Teddie Dayley, who has been with the Heritage Court since its beginnings, introduced the four women who will be crowned during a festive coronation ceremony at 3 p.m. Sunday, June 10, at the Liberty Theatre in Hailey.
The women—Faye Hatch Barker, JoAnn Levy, April MacLeod and LaVon Olsen—wore dark blue denim skirts with pleats on the bottom and pockets handy for keys and handkerchiefs.
“It’s inspiring to be in a room that made a difference,” said Community Library Director Jenny Emery Davidson, looking around a former Forest Service building that now houses one of Ketchum’s early bank vaults and a collection of Sun Valley’s early ski apparel . “And it’s inspiring to be among women like you who made a difference, who built this community. You all have done tremendous things in the community—we’re glad to have you here.”
Over tuna fish and cucumber sandwiches and Mike Healy’s iced cookies boasting hearts, bunnies and flowers, the women recounted some of their contributions.
Lady Denise Thomas told a small group of women how she had collected Black Eyed Susan seeds and scattered them along roads around West Magic 30 years ago.
“I thought we might have lost them when they paved the road,” she said. “But they came up.”
“Digging up the area to pave the road probably just spread them further,” Lady Wendy Collins told her.
Though the women are now in their 70s,80sand 90s, they’re still contributing to the communities in which they live.
Collins, for instance, is still teaching women the art of shooting at the Sun Valley Gun Club, while officiating over many a valley wedding. She expects to do about three a month this summer, ranging from large weddings at Galena Lodge and Trail Creek Cabin to smaller affairs along favorite hiking and riding trails.
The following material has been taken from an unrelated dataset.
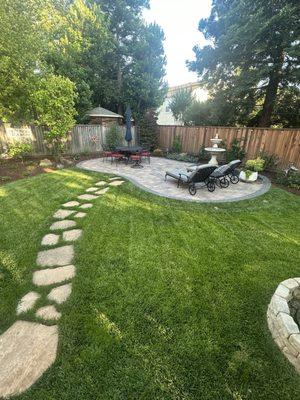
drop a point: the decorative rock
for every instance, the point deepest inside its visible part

And Lady Grace Eakin was quick to remind everyone that the Bellevue Museum where she volunteers would open for the summer season on Memorial Day and remain open from noon to 4 p.m. Saturdays and Sundays through Labor Day.
“We have a few new things from Crystal Harper,” she said, of a longtime Bellevue resident who passed away in December 2016--six months after her 111th birthday. “A couple quilts dating to 1900, some new dishes, things like that.”
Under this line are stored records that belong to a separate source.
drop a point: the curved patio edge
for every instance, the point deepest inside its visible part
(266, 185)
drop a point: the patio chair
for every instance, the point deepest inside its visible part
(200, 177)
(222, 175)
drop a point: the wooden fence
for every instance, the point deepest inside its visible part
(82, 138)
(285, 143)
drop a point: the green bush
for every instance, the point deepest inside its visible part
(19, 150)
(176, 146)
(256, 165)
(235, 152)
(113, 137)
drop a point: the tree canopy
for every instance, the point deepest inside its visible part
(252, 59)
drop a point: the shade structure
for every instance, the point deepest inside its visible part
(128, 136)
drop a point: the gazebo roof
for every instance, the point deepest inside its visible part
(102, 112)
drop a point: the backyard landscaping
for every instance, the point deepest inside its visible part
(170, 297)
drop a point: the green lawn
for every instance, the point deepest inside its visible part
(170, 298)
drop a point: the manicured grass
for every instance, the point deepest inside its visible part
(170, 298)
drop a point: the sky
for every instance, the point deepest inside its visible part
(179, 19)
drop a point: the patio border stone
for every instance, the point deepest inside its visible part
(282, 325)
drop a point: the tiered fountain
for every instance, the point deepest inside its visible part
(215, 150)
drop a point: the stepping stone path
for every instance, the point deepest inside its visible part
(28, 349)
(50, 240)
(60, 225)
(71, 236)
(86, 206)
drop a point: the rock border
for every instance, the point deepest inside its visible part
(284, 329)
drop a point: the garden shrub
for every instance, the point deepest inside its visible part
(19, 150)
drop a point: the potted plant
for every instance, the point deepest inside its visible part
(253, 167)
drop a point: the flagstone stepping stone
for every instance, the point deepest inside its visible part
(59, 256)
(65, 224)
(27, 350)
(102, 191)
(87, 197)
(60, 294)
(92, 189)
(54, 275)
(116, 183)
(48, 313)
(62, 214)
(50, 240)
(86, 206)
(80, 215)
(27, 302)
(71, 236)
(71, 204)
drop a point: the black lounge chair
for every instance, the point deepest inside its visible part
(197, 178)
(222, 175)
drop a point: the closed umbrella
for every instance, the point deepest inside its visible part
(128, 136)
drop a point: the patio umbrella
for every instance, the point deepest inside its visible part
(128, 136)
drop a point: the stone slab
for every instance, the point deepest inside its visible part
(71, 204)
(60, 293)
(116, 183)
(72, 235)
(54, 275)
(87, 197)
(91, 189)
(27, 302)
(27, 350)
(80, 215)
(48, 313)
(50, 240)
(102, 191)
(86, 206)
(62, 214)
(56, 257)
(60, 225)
Ketchum Mayor Neil Bradshaw, who can’t pass up a good tea given his childhood growing up in Zimbabwe, told the women that people like them made his job easier.
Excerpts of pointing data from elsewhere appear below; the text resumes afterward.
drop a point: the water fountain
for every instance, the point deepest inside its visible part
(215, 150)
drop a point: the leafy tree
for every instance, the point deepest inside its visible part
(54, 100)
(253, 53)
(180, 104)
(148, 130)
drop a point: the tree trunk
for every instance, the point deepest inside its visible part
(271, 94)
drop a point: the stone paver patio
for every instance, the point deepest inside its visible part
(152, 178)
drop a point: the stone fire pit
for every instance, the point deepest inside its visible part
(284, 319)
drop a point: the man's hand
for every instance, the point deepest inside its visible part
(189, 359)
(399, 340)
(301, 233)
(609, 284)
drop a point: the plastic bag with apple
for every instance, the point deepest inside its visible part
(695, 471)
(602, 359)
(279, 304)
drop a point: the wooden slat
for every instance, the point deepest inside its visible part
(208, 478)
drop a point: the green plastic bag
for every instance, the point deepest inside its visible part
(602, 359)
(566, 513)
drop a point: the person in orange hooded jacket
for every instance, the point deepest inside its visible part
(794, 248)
“I’ve seen the impact that women have had in this community, starting with the women who built and have served on the board of this magical library. And yesterday we honored our first fire captain Tory Canfield. None of this happens unless the groundwork has been laid. And you guys have created the groundwork.”
Dayley said she has made many new friends among the 62 women that have been honored by the Heritage Court for their contribution to the Wood River Valley.
“And even though I volunteer with the Blaine County Museum, I’ve learned a lot from them about what people did in this valley and how they’ve kept things working,” she said. “I’ve especially learned a lot about skiing because I’ve never skied—and that’s a big part of Sun Valley’s heritage.”